UPDATED: Smith Threatens to Move October Race to Vegas, Then Backs Off
May 21, 2013 02:50PM
● By Jason Huddle
Although Smith, nor any other representative of SMI verbalized it. There is a possibility that Smith's statements are meant to leverage his position in ongoing legal battles with the City of Concord. Smith sued the city last year after he said it failed to comply with it's agreement to provide improvements to infrastructure around the speedway in order to keep Smith from abandoning the entire motor sports complex and build a new one in a different area. Indeed, in a statement from SMI, Smith seemed to take a swipe at local officials.
“Instead of what ‘could’ happen, let’s set the facts straight about what has happened," Smith's statement said. "We’ve invested $100 million in the Charlotte Motor Speedway complex in the past six years to make it even better for the fans. We’ve expanded our fan zone, added pit road suites and built the world’s largest HDTV for every fan to enjoy. We’ve put more people to work with these projects and we’ve added more events to the calendar to bring in more tourists and fans. And we’ve done this during the worst economy since the Great Depression.
The statement continued, "We’ve done this without asking for a handout from the government, like we’ve seen from so many other sports facilities, teams or franchises, and yet at the same time property values are falling during the recession, our Cabarrus County taxes have doubled since 2005. We absolutely love the fans that come to Charlotte Motor Speedway. It’s frustrating to think about the future and consider that the local government doesn’t share the same excitement about Charlotte Motor Speedway that our fans do. The Cabarrus County politicians may say nice things to the media, but raising taxes does not support the tourism business, the area economy or companies trying to grow.”

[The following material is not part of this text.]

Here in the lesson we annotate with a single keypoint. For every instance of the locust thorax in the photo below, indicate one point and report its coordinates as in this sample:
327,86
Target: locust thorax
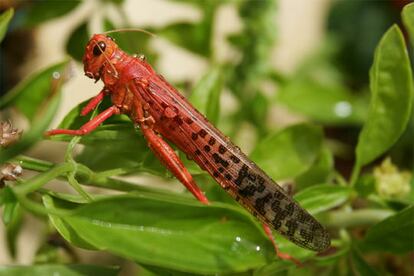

For it's part, the city released a statement indicating the loss of the October race would be a tremendous loss to the area. "The City of Concord hopes that Charlotte Motor Speedway will continue to have events on the Sprint Cup schedule in October," the statement said. "Motorsports is an important part of the tourism economy in Cabarrus County, and brings over one million fans, vendors, and participants annually. This benefits local businesses who serve race fans multiple times each year. Race fans from near and far have enjoyed the October race for years and mark it on their calendars."
The statement went on to say that, "There are regional boosts in tourism during NASCAR events, and we are proud to host three major Sprint Cup events each year, welcoming the hundreds of thousands of visitors who come to explore the area and motorsports-related events, attractions, and behind-the-scenes tours. The City of Concord works with our partners to prepare for these events and to ensure the safety of these visitors, and will continue to do so in the future."
Former SMI president, H.A. "Humpy" Wheeler agreed with the city that moving the race would be devastating to the area. “I don’t know what else could occur to disappoint the Southern race fan that has brought us to where we are,” he told the Charlotte Observer. “They lost North Wilkesboro, Rockingham and half of Darlington (S.C.). It would also be a great loss for Charlotte Motor Speedway and this area.”
According to NASCAR officials, they have received no formal requests to move the race for the 2014 season, which they have begun the process of scheduling.
According to Smith, there is one factor that will ultimately decide the race's fate, he told WBTV. “When the game is over, it’ll be money, money, money. Money will move it."